I’ve just skimmed through a recent paper by Convery (2009) titled “The pedagogy of the impressed: how teachers become victims of technology vision”. This paper resonates quite strongly with a growing sense of concern I have about simplistic, ill-informed practices around e-learning. In particular, there are (for me at least) direct connections with some of my recent posts about how a new LMS will improve L&T, the paradigms of e-learning, the fad cycle in higher education and its application to technology-mediated learning, the technologists alliance (more on this soon) and the idea of technological gravity and technology I, II and III.

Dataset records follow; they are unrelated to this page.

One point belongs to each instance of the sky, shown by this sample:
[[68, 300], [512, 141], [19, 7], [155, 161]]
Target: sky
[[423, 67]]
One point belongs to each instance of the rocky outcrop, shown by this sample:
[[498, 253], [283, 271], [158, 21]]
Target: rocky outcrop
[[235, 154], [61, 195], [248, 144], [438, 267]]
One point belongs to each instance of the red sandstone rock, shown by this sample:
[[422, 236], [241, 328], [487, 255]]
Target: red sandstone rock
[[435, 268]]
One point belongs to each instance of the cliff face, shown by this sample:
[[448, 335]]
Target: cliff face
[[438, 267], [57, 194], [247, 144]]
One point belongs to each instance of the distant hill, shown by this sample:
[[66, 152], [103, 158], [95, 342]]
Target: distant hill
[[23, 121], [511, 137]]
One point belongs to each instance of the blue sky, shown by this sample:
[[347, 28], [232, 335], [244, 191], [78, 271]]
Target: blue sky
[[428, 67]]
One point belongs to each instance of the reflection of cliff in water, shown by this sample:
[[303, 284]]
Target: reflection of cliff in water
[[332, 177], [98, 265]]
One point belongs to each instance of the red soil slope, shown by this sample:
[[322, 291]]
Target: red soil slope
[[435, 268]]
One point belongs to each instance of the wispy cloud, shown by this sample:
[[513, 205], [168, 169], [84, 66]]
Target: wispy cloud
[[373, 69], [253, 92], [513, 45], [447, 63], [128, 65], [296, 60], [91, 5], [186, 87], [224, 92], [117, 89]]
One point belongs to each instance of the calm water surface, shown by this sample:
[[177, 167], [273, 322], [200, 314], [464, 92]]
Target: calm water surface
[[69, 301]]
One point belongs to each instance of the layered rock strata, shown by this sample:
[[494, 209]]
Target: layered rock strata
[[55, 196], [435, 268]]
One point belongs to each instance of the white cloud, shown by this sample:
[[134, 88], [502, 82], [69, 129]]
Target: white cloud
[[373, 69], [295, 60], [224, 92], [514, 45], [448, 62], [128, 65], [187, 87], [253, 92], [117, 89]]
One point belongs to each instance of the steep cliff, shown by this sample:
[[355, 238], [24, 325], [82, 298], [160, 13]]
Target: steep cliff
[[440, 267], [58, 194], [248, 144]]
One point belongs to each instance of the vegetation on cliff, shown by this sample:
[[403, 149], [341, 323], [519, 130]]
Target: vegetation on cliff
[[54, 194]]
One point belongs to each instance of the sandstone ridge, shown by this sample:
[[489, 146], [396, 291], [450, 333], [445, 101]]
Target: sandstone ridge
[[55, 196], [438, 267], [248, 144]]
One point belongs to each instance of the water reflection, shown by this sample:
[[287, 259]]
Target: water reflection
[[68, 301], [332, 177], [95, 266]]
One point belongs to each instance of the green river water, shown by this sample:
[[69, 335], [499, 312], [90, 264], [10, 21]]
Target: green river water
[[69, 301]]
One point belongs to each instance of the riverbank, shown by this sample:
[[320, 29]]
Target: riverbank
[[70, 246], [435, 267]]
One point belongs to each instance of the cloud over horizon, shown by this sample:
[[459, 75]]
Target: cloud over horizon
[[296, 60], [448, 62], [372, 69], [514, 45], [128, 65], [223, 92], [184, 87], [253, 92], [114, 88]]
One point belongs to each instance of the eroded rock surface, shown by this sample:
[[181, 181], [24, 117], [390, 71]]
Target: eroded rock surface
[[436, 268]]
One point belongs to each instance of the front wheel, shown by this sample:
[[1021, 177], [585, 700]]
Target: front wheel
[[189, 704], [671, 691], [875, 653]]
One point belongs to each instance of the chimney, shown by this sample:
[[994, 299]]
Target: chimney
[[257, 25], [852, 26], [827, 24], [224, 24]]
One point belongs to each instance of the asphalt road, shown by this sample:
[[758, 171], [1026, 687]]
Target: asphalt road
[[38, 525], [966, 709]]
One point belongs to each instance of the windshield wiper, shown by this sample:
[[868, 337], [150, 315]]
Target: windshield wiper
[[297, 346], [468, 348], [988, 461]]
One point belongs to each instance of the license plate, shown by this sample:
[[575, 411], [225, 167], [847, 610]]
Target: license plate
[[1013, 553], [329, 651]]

The final paragraph of Convery (2009) includes the following
Perhaps the most important single step we could take in researching technology so that it enables rather than oppresses teachers’ practices and professional identities is to avoid engaging with – and thus endorsing – the simplistic rhetoric of makeover politics, and such discourse is frequently apparent in explanations about how ICT can ‘transform’ education. Casual use of the term ‘transformation’ ensures any discussion becomes irrationally polarised, as it incites a totalising vision of an ICT-enriched world, offering technology as the simple and immediate remedy for current inadequate practice. It is the duty of researchers to be sceptical, and informed scepticism is the basis for recognising how technology can make a significant contribution to a learning experience Thus, one must resist subscribing to the easy refrain that ICT can ‘transform’ education as this simply creates a dualistic framework, in which writers simplistically link manifest problems with hypothesised solutions, and invite readers to see ICT as providing ‘the answer’. There are many practical methodological steps to be taken in ensuring the quality of educational ICT research, and rejecting seductive but disabling rhetoric is fundamental to ensuring improved research findings are considered in their human context and educational complexity.
I am seeing an increasing rise of a “technologists alliance” that is adopting Technology I or II views and claiming that X will radically improve learning and teaching. It’s almost becoming a paradigm in places, it is excluding alternate perspectives.
Convery, A. (2009). “The pedagogy of the impressed: how teachers become victims of technology vision.” Teachers and Teaching 15(1): 25-41.